Tax increases, though, are a much iffier proposition. In his budget, Obama proposes once more to raise taxes on the rich, not just increasing their rates but limiting their charitable, mortgage-interest and state-tax deductions. He gave up trying to increase taxes on the wealthy in the last round of wrangling but is trying again.
Government is so complex and sprawling that multiple spending programs are often aimed at the same problem, or very similar ones, and it can be a fool's game trying to see how it will all shake out. Sometimes, it depends where you live.
For example, Obama is seeking big cuts in grants that help states upgrade sewage treatment and drinking water systems. As well, he wants to do away with a clean-diesel program that his administration says removed tons of pollution and made people healthier. On the other hand, he wants to spend hundreds of millions more to help states meet sweeping air pollution regulations.
After expanding other programs that help students with their college debt, Obama wants to achieve some savings for the government from the same pot. He is proposing to reduce loan subsidies for graduate and professional students, exposing some of them to interest on their college loans while they are still in school.
In other ways, too, the government would give with one hand and take with the other.

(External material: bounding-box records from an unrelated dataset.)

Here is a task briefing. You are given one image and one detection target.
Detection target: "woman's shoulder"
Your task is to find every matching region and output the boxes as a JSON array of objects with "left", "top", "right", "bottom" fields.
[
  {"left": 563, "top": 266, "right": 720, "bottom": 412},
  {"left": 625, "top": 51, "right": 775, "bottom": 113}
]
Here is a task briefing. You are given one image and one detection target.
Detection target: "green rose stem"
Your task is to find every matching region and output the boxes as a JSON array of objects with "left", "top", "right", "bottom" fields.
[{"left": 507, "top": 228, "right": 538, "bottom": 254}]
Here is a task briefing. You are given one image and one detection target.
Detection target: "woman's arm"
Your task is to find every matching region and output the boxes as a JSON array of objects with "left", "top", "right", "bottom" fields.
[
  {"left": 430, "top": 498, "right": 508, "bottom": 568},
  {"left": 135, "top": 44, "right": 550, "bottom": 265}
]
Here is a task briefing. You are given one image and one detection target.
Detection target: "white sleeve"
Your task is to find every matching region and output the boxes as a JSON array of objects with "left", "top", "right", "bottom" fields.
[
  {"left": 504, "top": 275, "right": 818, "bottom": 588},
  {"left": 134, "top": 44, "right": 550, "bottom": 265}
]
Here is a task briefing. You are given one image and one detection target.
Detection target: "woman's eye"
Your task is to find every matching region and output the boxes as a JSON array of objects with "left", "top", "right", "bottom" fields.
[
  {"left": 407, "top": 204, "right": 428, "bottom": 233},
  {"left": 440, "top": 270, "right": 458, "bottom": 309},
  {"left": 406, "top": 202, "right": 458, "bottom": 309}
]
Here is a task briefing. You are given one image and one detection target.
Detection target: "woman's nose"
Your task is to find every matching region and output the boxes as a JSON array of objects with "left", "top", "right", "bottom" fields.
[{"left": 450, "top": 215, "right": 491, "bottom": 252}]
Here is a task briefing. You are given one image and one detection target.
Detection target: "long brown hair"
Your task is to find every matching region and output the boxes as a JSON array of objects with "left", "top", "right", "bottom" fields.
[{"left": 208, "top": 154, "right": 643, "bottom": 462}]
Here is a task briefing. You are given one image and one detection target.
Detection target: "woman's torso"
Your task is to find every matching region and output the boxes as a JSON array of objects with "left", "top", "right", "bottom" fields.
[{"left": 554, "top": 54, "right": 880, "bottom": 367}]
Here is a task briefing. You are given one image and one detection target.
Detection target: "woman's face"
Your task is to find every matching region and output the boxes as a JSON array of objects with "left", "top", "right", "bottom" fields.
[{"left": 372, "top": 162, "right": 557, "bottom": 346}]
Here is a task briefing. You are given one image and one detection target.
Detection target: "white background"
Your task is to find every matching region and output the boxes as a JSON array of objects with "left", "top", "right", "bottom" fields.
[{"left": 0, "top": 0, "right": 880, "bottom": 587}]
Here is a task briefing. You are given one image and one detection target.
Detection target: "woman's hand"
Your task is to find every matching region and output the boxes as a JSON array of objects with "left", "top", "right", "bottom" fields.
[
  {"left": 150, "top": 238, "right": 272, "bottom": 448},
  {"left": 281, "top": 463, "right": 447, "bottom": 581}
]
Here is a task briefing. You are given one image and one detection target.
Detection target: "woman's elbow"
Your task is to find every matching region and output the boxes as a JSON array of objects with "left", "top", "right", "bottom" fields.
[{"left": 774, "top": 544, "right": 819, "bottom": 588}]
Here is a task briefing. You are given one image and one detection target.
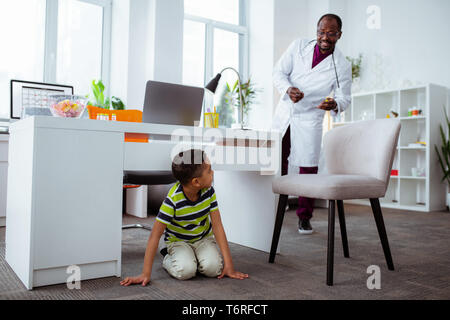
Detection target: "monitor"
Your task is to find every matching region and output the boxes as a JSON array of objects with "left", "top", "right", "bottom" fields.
[{"left": 142, "top": 81, "right": 205, "bottom": 126}]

Obama proposes a whopping 68 percent increase in Transportation Department spending, with much of the money geared to fixing highways and putting more people in high-speed trains.
Yet the vision of smoother blacktop appears not to extend to all roads. Obama is proposing cuts in community development grants that hard-pressed mayors use for streets, sidewalks, water and sewers in poor neighborhoods.
Many of the changes he wants to make would play out over time. His budget stuffs in billions to improve teaching in the years ahead and specifically to recruit 100,000 math and science teachers over a decade, as well as to bring high-speed wireless to more of rural America. Health research is a big priority, with dividends to come down the road.
Much closer to the here and now is the proposed halving of the Low Income Home Energy Assistance Program, back to its level of 2008. The program cut energy costs for more than 8 million families last year, and an estimated 3.2 million families could lose the subsidies.
"This is a very hard cut," said Jack Lew, Obama's budget director, who helped to create the program in the late 1970s. "This is a cut that has real impact."